Wikipedia deletions and #linkeddata implications
If you missed the update to my post on Tuesday about the deletion of First Aid Kit's Wikipedia page, I'm pleased to be able to point out that within a couple of hours of blogging about it, a Wikipedia administrator saw the post and went and restored the page. I now, of course, feel somewhat honour-bound to contribute and improve the quality of it. My post made an appearance in the Guardian Tech newsbucket, and also on the Y Combinator Hacker news feed, which sent a deluge of traffic which the site wasn't able to cope with very well - sorry about that.
The opening comment on the Y Combinator thread was well reasoned but critical of my piece:
"This guy is upset that Wikipedia deleted an article about a Swedish indie-rock band that appears to have been covered in depth by one alt-weekly in Vancouver and nobody else --- an article, incidentally, that was posted and deleted 3 times before that alt-weekly one-pager was published.
Wikipedia is not an effort to organize all the world's information. That's Google. Wikipedia is an effort to build the world's best encyclopedia. The difference between an 'encyclopedia' and 'all the world's information' is that the information in an encylopedia needs to be reliable. To ensure that the information in the encylopedia has a chance at being reliable, the encyclopedia is constrained to information that can be written about notable topics cover[ed] in reliable secondary sources.
Virtually everybody who writes an article about a non-notable topic ends up objecting, often loudly, when the article is deleted. That's understandable. Wikipedia could do a better job of warning people of the bar their topic needs to clear. But they can't make resurrection of deleted articles trivial to anybody, or they will spend all their time re-litigating deletions.

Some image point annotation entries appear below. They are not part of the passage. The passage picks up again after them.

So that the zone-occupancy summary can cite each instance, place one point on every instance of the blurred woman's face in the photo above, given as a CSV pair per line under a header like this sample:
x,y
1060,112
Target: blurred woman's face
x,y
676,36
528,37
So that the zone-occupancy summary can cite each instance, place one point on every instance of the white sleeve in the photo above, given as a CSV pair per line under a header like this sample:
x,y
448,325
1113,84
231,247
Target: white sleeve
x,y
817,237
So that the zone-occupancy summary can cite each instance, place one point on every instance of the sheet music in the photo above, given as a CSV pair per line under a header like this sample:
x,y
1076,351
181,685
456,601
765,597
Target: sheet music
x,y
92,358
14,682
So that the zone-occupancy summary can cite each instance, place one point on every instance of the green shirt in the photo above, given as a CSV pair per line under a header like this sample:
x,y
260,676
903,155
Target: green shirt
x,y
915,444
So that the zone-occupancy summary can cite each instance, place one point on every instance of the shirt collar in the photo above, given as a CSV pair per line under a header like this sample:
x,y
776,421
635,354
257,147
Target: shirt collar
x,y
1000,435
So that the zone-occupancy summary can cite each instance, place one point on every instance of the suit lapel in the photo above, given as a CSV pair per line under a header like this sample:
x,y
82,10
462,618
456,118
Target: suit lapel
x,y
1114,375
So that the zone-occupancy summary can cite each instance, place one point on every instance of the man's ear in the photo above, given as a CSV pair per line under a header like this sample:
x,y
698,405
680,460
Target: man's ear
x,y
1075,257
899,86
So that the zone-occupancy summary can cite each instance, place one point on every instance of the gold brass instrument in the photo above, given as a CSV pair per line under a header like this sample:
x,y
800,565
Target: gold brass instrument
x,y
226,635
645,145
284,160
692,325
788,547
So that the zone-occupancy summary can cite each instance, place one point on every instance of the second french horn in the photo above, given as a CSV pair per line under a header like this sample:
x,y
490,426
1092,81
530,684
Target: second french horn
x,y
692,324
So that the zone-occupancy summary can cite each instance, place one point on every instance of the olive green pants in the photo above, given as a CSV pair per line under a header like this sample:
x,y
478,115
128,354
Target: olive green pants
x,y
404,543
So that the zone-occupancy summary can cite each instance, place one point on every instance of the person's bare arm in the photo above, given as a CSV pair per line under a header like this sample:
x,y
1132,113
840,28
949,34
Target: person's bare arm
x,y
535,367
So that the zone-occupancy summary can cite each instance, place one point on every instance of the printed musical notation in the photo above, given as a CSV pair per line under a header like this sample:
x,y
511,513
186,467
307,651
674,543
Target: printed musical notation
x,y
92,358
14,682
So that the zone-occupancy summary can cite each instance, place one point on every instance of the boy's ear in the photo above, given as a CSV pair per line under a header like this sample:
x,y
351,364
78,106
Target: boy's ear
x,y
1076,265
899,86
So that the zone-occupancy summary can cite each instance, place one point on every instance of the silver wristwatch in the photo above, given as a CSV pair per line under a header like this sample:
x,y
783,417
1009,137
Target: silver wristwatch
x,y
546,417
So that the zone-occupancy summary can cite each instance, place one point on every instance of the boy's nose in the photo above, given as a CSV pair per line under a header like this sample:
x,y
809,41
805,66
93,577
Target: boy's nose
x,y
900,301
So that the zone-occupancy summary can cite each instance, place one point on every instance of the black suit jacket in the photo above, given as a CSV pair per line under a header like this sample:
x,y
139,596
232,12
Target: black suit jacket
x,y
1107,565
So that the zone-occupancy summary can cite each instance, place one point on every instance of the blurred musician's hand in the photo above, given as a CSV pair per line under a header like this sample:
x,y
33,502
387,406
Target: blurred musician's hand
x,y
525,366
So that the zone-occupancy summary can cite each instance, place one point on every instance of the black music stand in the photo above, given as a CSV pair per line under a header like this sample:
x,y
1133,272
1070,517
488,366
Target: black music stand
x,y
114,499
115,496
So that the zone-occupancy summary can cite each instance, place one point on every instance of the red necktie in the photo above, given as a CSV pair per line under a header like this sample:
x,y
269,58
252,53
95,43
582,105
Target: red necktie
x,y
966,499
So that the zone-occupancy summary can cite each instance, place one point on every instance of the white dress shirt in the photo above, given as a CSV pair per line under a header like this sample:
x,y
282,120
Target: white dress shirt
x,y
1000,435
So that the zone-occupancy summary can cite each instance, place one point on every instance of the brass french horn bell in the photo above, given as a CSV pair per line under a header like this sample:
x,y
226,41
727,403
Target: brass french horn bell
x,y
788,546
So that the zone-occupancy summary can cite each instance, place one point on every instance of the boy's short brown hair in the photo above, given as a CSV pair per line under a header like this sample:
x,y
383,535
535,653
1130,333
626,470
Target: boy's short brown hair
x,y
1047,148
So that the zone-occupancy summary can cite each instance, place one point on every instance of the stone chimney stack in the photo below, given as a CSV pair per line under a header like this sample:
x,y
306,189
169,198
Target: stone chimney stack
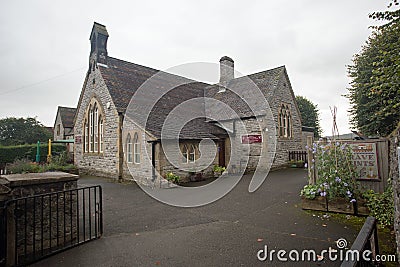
x,y
98,42
226,69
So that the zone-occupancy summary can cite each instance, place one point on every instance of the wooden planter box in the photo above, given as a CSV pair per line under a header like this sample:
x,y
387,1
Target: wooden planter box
x,y
318,203
341,205
361,207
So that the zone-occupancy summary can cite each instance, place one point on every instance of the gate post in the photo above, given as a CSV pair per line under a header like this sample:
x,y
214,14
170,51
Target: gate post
x,y
4,196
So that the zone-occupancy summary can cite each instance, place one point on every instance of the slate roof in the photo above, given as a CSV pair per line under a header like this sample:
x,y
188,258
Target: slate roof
x,y
239,95
123,80
67,116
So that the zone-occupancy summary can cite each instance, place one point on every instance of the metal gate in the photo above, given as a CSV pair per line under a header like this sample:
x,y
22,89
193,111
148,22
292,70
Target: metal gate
x,y
38,226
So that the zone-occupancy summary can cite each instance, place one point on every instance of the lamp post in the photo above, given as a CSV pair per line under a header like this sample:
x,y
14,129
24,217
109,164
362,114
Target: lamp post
x,y
38,152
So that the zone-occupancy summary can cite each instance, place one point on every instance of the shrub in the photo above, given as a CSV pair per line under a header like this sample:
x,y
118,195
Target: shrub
x,y
8,154
310,191
336,173
172,177
24,166
27,166
219,169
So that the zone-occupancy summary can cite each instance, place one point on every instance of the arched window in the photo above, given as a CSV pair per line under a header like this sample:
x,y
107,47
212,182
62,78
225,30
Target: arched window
x,y
185,154
285,121
188,153
86,135
91,115
136,148
101,135
93,129
129,148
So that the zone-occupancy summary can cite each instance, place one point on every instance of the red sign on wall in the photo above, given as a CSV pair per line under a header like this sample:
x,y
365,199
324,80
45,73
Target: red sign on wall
x,y
251,138
78,139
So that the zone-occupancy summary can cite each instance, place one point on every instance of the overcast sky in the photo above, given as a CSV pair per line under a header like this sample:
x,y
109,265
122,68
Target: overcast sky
x,y
44,45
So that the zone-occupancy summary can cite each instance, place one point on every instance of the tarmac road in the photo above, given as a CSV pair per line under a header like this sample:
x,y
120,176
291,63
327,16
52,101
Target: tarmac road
x,y
140,231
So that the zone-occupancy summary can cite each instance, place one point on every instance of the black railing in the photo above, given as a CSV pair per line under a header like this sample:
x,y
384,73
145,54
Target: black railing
x,y
367,239
39,226
298,155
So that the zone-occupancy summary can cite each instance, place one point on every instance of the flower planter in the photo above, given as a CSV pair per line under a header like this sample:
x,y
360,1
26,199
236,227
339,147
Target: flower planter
x,y
361,207
318,203
341,205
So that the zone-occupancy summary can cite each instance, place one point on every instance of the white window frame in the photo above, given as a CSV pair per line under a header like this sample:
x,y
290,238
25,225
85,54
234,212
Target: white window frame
x,y
136,149
129,155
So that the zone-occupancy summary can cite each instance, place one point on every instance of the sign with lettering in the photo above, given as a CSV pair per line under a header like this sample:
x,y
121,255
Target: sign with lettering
x,y
78,139
365,159
251,138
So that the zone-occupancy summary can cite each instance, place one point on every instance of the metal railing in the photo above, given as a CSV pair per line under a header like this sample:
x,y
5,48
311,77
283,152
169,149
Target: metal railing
x,y
38,226
367,239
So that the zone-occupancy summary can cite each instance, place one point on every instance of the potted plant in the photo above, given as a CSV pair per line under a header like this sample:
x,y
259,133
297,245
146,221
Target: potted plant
x,y
296,163
218,170
336,176
171,177
313,198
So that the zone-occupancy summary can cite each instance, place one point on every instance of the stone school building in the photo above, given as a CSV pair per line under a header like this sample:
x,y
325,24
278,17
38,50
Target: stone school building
x,y
106,146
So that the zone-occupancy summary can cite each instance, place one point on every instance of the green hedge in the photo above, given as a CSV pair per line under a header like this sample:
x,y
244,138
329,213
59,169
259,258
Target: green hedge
x,y
8,154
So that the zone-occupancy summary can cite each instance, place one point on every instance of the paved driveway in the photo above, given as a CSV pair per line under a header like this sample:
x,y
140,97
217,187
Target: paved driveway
x,y
140,231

The likelihood that the particular 'speedy deletion' policy this article complains about will ever be resolved is epsilon. Speedy deletion, particularly of no-name bands, vanity books, websites, and tiny companies is almost the first line of defense against article-creep. Changing the policy would be an existential change to the way WP is managed.
Which doesn't matter, because you can resurrect speedy'd articles already; you just need to take the article to Deletion Review and make a case for it. Maybe WP needs an article on First Aid Kit. I like Fleet Foxes, too! (WP has excellent coverage of Fleet Foxes). But WP is run by human beings donating their time, and people make mistakes, and it is utterly disingenuous to pretend like First Aid Kit is an obvious 'keep'."

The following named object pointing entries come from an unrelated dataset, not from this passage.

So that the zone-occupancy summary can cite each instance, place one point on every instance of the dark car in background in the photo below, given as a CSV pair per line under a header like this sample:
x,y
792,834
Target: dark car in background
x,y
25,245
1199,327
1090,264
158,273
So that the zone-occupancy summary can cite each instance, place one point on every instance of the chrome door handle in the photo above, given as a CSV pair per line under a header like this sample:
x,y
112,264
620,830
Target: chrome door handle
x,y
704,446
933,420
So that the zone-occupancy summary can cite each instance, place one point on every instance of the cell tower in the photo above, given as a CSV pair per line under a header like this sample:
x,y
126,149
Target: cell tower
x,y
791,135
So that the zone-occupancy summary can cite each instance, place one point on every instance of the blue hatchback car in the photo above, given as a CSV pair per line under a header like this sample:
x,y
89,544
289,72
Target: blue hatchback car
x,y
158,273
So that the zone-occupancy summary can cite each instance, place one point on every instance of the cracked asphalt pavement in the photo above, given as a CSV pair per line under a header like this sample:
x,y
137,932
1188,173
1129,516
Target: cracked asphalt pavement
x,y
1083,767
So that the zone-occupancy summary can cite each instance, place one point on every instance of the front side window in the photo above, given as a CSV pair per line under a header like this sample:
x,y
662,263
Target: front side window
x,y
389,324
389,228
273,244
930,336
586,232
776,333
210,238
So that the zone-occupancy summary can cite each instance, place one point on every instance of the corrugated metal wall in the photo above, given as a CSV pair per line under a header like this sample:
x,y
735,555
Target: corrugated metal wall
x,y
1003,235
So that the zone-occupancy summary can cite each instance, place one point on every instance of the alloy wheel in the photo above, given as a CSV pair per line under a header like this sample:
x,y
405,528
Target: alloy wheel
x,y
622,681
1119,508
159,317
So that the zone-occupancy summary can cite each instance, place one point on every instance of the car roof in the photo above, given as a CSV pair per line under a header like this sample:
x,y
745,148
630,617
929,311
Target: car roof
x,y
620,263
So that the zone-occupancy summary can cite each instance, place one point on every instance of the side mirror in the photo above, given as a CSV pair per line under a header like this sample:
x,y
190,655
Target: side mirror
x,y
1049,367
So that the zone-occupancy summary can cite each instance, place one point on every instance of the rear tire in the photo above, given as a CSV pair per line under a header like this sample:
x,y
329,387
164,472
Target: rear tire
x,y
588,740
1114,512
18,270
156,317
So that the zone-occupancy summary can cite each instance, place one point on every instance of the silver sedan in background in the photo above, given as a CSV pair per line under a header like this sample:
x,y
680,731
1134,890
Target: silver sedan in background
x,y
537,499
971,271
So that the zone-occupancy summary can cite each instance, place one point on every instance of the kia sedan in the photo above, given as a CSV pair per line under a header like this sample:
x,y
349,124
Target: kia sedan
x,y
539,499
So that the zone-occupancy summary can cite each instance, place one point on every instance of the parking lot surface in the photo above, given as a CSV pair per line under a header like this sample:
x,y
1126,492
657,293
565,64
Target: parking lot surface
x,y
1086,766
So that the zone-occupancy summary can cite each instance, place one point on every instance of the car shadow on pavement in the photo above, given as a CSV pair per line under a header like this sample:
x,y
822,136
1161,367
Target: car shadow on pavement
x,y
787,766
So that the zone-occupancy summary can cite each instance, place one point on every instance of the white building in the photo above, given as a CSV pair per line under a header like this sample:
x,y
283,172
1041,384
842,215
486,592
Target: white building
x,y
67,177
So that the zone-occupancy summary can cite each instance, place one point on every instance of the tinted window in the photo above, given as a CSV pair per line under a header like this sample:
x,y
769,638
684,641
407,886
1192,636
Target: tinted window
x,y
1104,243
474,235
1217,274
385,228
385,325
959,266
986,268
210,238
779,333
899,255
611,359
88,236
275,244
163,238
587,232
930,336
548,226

I just want to stress again that it wasn't my article, and although I like the band, I'm not some kind of super-fanboy.
What worried me about it - and still does - is that away from the Wikipedia community, we are building a whole linked data ecosystem which relies, in one way or another, on Wikipedia. It is no accident that dbpedia - a project to extract structured reliable data from the wiki - is one of the biggest and most central nodes on the #linkeddata diagram.
Sites are increasingly relying on constructions like a MusicBrainz ID pointing at a Wikipedia entry which in turn has a dbpedia equivalent full of lovely, lovely structured data about the subject. An inclusive Wikipedia that accepts that it has no paper limit and therefore can be utterly comprehensive (if harder to maintain) is central to the premise.
The risk is that if Wikipedians who believe it should have a much more limited scope gain the upper hand. Inclusion rules for musical artists might begin to involve chart appearances, or sales thresholds, or any other number of limiting factors, which will be fine if you only want to build #linkeddata sites that revolve around The Beatles and Michael Jackson, but mean you are going to struggle to use the data to go beyond the mainstream.
I prefer my Wikipedia as a wide-ranging collaborative knowledge repository, not as an arbiter of taste or cultural impact.
They aren't always going to get it right.
As someone pointed out in the comments thread on Y Combinator, at one point the Lady GaGa entry was deleted.